Friday, April 6, 2018

“Mildred Pierce”: Revenge of the Waitress

There’s a long tradition of Hollywood hopefuls waiting tables while waiting for their big break. East Coast restaurants may boast waiters who’ve devoted their lives to deftly taking drink orders and serving plates of food. In SoCal, though, if you scratch a waiter (which I don’t recommend), you’ll find a young thespian who’d rather be playing Hamlet or Camille. If you’re served by someone who recites the nightly specials with a highly theatrical flair, you can be sure he or she has a make-or-break audition coming up soon.

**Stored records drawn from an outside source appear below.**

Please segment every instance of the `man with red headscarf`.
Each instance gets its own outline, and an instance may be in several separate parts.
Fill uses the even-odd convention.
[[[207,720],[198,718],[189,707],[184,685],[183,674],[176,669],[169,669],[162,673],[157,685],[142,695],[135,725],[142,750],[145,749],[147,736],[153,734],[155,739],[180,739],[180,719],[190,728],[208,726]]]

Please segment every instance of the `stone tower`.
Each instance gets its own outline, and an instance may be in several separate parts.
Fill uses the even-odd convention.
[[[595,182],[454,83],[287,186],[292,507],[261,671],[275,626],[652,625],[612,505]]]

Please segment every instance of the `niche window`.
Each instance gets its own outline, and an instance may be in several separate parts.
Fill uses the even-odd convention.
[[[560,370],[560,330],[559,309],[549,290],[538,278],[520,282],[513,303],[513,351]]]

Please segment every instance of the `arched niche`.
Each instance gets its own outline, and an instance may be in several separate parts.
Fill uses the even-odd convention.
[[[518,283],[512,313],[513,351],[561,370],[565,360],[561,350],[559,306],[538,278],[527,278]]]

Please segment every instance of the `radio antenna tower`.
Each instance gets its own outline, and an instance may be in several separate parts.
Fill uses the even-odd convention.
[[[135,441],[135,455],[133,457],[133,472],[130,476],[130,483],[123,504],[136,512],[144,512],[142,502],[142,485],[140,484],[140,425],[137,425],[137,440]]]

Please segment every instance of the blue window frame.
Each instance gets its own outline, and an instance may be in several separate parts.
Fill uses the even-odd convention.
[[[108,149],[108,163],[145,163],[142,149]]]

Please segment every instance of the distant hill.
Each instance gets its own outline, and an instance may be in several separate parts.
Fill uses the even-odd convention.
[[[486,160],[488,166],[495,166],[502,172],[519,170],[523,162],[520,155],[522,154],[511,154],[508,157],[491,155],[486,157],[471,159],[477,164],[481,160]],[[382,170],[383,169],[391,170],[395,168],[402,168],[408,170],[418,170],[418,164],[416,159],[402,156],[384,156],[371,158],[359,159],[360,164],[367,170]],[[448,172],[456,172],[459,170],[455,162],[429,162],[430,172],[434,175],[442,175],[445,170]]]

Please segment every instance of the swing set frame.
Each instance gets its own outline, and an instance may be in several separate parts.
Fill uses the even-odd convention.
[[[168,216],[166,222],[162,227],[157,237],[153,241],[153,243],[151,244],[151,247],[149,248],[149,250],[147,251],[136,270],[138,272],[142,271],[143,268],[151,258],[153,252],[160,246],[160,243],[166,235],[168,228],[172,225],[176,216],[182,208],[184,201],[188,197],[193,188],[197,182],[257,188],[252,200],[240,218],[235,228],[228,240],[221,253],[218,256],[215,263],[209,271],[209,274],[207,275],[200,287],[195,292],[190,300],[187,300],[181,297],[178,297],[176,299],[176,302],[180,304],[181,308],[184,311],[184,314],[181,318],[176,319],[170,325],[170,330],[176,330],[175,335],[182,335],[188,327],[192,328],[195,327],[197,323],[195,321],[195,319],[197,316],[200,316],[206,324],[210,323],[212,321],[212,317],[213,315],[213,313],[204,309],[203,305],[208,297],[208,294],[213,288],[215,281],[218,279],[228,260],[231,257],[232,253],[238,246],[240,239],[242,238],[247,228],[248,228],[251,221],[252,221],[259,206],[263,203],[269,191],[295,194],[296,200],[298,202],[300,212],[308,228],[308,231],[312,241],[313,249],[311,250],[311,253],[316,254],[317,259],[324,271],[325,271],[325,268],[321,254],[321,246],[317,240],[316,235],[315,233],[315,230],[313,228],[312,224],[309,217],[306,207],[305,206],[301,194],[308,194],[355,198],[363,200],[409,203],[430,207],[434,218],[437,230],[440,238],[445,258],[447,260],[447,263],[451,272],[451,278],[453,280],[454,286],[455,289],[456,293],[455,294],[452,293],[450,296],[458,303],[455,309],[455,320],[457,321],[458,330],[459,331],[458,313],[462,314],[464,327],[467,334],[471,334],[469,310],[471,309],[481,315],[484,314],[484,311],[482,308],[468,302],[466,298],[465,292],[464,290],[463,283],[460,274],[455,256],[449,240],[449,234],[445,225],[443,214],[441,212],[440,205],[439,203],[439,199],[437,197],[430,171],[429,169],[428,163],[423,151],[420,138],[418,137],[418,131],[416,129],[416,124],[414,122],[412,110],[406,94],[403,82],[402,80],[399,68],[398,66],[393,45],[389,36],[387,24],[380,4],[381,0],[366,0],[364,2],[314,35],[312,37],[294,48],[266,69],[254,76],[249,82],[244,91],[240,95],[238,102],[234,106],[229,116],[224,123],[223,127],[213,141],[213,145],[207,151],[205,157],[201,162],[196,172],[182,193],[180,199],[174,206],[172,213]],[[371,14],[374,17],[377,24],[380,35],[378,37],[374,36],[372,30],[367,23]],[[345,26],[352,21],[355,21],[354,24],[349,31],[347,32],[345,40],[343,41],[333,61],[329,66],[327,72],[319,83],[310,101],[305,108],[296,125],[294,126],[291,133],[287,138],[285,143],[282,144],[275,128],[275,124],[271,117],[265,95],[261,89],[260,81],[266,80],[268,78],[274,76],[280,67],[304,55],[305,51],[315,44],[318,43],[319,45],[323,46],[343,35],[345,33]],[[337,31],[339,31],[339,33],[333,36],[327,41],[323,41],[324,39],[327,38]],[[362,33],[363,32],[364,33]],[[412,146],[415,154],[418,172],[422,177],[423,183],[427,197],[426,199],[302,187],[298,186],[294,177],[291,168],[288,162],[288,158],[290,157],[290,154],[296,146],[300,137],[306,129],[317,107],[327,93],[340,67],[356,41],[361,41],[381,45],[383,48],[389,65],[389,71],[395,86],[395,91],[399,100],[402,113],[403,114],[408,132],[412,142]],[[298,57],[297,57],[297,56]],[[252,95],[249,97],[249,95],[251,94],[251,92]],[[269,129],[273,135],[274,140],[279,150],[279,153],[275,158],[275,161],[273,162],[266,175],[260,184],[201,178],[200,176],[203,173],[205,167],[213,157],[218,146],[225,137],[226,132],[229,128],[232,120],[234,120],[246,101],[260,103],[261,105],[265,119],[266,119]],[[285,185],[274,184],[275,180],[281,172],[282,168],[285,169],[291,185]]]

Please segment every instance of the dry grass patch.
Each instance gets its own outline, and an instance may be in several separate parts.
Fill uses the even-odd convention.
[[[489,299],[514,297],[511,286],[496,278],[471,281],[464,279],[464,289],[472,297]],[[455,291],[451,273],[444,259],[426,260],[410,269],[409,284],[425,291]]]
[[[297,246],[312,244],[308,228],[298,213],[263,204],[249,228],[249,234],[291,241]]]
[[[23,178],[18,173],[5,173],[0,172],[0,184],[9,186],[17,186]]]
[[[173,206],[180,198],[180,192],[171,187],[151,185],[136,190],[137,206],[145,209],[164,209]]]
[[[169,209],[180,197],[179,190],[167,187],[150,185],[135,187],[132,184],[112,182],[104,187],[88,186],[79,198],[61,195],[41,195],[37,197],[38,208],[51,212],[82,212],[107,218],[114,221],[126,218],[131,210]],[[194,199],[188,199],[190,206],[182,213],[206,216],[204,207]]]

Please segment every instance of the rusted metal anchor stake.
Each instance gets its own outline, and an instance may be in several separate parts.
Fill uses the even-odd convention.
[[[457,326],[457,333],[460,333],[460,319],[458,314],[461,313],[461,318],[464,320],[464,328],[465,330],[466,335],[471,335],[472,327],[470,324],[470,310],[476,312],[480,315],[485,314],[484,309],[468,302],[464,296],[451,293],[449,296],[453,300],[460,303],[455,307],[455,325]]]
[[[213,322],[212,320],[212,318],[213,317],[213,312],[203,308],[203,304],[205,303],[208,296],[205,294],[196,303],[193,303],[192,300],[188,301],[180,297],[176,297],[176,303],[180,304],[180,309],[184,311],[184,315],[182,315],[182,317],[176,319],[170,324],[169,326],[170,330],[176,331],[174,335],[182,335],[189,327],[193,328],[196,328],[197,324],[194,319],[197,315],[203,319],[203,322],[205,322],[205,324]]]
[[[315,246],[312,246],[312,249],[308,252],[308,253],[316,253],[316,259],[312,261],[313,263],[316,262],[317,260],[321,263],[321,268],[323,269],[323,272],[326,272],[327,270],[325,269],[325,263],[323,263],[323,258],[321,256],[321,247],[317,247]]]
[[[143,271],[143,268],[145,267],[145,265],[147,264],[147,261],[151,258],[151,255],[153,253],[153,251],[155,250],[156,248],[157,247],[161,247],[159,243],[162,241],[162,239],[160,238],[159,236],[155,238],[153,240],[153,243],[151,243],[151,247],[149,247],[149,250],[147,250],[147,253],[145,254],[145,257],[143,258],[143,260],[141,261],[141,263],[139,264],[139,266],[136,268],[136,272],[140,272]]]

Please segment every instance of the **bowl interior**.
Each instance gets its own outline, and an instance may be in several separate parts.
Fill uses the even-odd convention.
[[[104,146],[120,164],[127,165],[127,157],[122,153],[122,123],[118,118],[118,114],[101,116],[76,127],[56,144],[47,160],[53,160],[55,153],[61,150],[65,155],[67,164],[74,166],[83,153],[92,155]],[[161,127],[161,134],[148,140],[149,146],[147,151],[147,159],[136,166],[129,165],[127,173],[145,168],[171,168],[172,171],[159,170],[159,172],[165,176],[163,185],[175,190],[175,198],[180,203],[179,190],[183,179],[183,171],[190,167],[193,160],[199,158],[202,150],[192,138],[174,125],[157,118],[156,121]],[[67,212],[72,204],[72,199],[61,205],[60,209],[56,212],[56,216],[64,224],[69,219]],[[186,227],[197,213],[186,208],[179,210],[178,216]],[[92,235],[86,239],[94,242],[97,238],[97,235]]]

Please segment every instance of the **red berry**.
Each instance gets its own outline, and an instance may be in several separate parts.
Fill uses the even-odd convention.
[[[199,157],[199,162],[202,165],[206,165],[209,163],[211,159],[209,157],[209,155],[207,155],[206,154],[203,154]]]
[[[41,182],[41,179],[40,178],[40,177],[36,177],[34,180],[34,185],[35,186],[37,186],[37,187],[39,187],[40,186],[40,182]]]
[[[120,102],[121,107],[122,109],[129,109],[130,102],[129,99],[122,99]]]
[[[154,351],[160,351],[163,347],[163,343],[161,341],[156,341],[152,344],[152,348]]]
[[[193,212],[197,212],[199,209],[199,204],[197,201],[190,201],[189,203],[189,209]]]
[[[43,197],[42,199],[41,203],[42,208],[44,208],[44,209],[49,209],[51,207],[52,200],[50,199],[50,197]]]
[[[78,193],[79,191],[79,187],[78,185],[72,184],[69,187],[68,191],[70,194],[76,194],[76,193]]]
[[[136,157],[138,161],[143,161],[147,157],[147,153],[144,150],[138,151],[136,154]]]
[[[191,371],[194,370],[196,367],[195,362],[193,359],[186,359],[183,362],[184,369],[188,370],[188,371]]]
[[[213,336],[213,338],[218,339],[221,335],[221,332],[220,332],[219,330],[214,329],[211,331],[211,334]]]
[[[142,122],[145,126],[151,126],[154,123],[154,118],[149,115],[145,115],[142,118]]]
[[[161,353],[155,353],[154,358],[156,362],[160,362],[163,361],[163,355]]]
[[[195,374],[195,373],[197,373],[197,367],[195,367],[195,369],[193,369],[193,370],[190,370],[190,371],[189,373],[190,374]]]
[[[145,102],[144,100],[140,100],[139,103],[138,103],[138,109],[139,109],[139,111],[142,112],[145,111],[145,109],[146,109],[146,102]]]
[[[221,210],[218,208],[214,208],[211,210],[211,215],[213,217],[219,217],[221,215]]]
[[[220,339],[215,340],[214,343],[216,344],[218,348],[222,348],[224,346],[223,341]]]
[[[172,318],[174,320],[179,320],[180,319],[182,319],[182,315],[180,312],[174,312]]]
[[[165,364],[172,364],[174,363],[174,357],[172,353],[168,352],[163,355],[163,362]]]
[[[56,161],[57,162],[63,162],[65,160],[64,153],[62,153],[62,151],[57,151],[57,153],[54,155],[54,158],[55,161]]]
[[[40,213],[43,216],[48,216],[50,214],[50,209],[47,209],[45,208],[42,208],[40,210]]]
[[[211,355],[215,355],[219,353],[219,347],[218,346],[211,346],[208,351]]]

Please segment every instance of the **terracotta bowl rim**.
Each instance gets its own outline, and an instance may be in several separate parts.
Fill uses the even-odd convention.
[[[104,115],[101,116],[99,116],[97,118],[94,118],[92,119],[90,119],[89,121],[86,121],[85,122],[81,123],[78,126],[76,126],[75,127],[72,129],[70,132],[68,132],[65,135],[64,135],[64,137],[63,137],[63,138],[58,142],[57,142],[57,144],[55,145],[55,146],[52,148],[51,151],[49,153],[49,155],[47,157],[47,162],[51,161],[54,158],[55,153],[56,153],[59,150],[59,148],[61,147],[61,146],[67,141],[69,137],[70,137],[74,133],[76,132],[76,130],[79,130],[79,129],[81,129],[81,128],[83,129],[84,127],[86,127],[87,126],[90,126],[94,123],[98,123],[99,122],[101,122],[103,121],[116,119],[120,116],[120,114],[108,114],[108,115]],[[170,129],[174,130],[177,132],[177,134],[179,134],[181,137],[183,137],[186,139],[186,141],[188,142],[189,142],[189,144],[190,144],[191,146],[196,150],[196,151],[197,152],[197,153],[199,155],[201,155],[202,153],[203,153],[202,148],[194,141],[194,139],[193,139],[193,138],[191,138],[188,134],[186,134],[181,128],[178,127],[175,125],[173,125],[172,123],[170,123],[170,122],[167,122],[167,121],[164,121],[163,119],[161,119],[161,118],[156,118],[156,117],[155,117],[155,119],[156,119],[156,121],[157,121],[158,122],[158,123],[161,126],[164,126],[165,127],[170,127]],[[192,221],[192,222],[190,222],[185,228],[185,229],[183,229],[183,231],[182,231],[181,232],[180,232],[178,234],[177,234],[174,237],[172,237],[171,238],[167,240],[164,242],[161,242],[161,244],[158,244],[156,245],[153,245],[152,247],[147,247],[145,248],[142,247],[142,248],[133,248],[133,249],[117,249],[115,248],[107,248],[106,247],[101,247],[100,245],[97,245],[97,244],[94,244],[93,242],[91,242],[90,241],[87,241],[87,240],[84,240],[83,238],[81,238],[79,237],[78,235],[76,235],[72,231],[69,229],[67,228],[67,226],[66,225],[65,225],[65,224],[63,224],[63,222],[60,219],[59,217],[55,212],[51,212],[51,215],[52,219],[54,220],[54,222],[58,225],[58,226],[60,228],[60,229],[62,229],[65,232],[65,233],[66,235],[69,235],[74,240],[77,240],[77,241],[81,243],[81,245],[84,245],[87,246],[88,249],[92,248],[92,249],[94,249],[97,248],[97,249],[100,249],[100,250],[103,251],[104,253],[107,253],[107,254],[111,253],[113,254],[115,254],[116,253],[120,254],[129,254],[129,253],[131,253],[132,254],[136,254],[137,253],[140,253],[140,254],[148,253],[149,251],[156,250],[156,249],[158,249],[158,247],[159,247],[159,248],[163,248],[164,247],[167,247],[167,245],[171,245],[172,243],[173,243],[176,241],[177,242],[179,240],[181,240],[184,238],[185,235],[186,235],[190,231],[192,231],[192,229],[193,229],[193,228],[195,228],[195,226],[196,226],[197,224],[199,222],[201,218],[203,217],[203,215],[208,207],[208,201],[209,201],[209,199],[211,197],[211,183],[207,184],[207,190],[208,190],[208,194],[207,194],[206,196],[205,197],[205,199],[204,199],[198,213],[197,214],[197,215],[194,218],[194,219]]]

On movie screens, most of the food-servers are female, and I can reel off a long list of films in which a waitress is at the center of the story. Think of Ellen Burstyn, winning an Oscar for playing a sassy but sensible waitress in 1974’s Alice Doesn’t Live Here Anymore. (This Scorsese film lived on as a popular TV series.) Think of Keri Russell baking and serving pies in 1981’s Waitress, which has since evolved into a Broadway musical. Think of Julia Roberts and the other nubile young ladies toiling in a downhome pizza joint in 1988’s Mystic Pizza. Think of Brooke Adams slinging hash in the desert in 1992’s Gas Food Lodging. 

Back in the Golden Age, too, many female stars put on those little caps and aprons to play waitresses. At a time when most women didn’t work outside the home, there were few employment choices open to them, and there seemed a bit of sexy logic in associating females with perky uniforms and the serving of food to patrons who were alternately admiring and demanding. When I dropped in on a Michael Curtiz Festival, led by the always-interesting Alan Rode, at UCLA’s Billy Wilder Theatre, I was amused to discover that the glamorous Joan Crawford would be appearing in two Curtiz films in which she had to lower herself to wait tables before rising to the heights of business success. One was a 1949 steamy Southern film noir, Flamingo Road. The other, of course, is the Warner Bros. classic, Mildred Pierce, with Crawford winning an Oscar as an unhappy housewife who remakes herself first as a waitress and then as a budding entrepreneur in the restaurant trade, all to win the love of her heartless young daughter, Veda (Ann Blyth).  

As Alan points out in his fascinating Michael Curtiz: A Life in Film, the success of Mildred Pierce as a movie was by no means a sure bet. Yes, it was based on a work by James M. Cain, whose Double Indemnity stories and whose novel, The Postman Always Rings Twice, had enjoyed wild success as film adaptations. Unfortunately, Cain’s Mildred Pierce was both sordid and turgid: it required some creative thinking to give it the pizzazz that movie audiences craved. Producer Jerry Wald, stumped for a dramatic climax, concocted the idea of turning Mildred Pierce into a murder mystery, with a killing in the opening scene but the killer not identified until the end. Many hands, including that of William Faulkner, labored on the script. And many of Hollywood’s favorite leading ladies (Bette Davis among them) turned down the title role.  Crawford was available because MGM had let go of her contract, accusing her of being “box office poison.” Mildred Pierce was her chance for redemption, but working with the feisty Curtiz didn’t come easy. In what’s been called “the battle of the shoulder pads,” he rejected her usual elegant look and insisted she play the film’s early scenes as a frumpy hausfrau in a drab little cotton shirtwaist. The furs, of course, came later.